Amalia had turned him down flat. That she and her father were not close was an understatement. For months she had held out, until the day Selima had called her – from the emergency room of the hospital. Her husband had beaten her so badly that she could barely speak, just sob down the phone to her si
ster. Amalia went to her and was horrified by her injuries and by what she had been through. Gajendra, though, refused to let Selima divorce her husband…unless Amalia married Jackson.
Desperate, Amalia agreed, and now, in a few minutes, she would take her father’s arm and walk down the aisle in the church Jackson’s family had built in their luxurious compound on the outskirts of San Francisco. A prison, not a compound, thought Amalia, now, as she straightened the wedding dress that cost seven times her salary. Her father had paid, of course, and although Amalia would have preferred to marry in the traditional Indian attire befitting her heritage, her father insisted that a white dress would be more suitable for the society pages.
Amalia shrugged to herself now. What did it matter? This wasn’t a real wedding, it wouldn’t be a real marriage. She had made it clear to Jackson that in no circumstances would the marriage be consummated. Jackson had laughed, and she knew he thought she was joking. He would find out tonight that she was deadly serious.

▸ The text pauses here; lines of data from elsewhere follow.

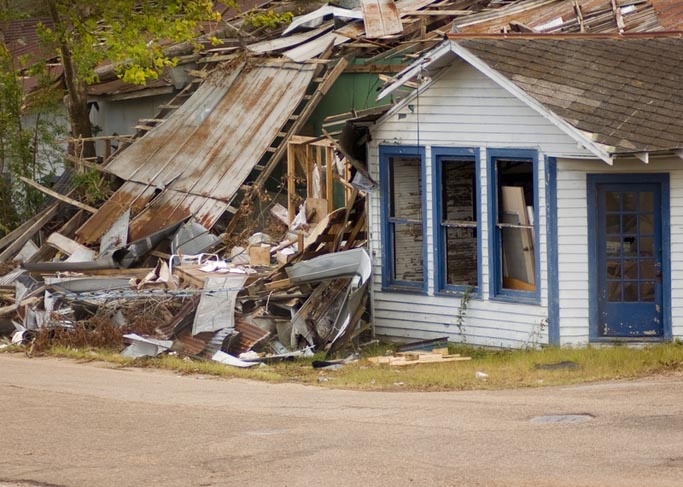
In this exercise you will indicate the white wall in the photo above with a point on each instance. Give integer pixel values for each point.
(121, 116)
(463, 108)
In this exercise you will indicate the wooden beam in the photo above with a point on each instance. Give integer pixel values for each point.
(58, 196)
(375, 68)
(29, 232)
(644, 157)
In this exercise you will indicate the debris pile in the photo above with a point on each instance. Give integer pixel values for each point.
(202, 249)
(238, 310)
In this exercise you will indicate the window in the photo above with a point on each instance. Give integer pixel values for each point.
(456, 220)
(514, 266)
(402, 205)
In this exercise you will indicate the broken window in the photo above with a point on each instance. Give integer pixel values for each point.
(458, 243)
(514, 231)
(403, 251)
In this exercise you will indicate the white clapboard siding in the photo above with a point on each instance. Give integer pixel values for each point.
(572, 222)
(463, 108)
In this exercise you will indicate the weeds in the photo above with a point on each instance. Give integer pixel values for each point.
(505, 369)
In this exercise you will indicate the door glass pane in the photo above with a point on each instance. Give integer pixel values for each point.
(647, 269)
(647, 246)
(630, 291)
(629, 222)
(613, 269)
(630, 269)
(612, 201)
(647, 201)
(613, 246)
(613, 223)
(646, 224)
(614, 291)
(630, 201)
(630, 246)
(647, 291)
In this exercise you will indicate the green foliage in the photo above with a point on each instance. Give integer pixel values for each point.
(28, 128)
(93, 187)
(129, 33)
(268, 19)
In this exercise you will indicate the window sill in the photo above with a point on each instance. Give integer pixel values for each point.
(516, 299)
(397, 288)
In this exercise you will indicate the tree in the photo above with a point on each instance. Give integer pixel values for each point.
(130, 34)
(28, 131)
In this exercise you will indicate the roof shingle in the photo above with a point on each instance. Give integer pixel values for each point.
(624, 91)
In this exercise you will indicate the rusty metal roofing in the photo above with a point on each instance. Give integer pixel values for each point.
(556, 16)
(622, 92)
(195, 161)
(669, 13)
(381, 18)
(249, 335)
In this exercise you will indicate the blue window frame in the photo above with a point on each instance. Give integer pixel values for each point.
(403, 214)
(513, 225)
(457, 216)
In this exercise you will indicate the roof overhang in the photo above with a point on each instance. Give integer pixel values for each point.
(443, 55)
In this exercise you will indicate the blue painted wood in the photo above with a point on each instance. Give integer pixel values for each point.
(387, 244)
(439, 154)
(618, 313)
(496, 290)
(552, 244)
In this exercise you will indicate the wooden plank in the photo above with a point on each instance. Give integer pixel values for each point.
(58, 196)
(71, 247)
(29, 232)
(381, 18)
(20, 230)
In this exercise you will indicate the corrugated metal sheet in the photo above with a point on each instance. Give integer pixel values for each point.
(249, 335)
(381, 18)
(194, 162)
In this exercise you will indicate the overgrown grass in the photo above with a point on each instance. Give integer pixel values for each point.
(504, 369)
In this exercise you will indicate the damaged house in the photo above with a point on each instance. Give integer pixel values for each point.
(530, 192)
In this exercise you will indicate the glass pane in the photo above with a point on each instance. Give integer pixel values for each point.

Jackson Gallo was handsome in a bland preppy way. The youngest son of billionaire property magnate Macaulay Gallo, Jackson was often to be found in the pages of gossip magazines, romancing some of the world’s most beautiful women. When he had laid eyes on Amalia at a benefit gala where she was performing, he pursued her relentlessly until Amalia had grown frightened of his vehemence. She had finally thought he’d got the message she wasn’t interested when the call from her father came. Jackson had been victorious when Ama had agreed to marry him, but for the life of her, she couldn’t understand why he would settle on her. Yes, she was a renowned pianist and a very successful Professor of Music at The San Francisco Conservatory of Music. Yes, she knew she was considered a beautiful woman, with her creamy coffee-and-pink skin, and bright green eyes, her long wavy dark hair, and curvaceous body, but to society and Jackson’s world, she was completely indifferent.
A knock came at the door, and her sister, dressed in a simple lilac silk sheath came in and smiled at her. “Hey, sis…are you nearly ready? Dad’s hovering outside.”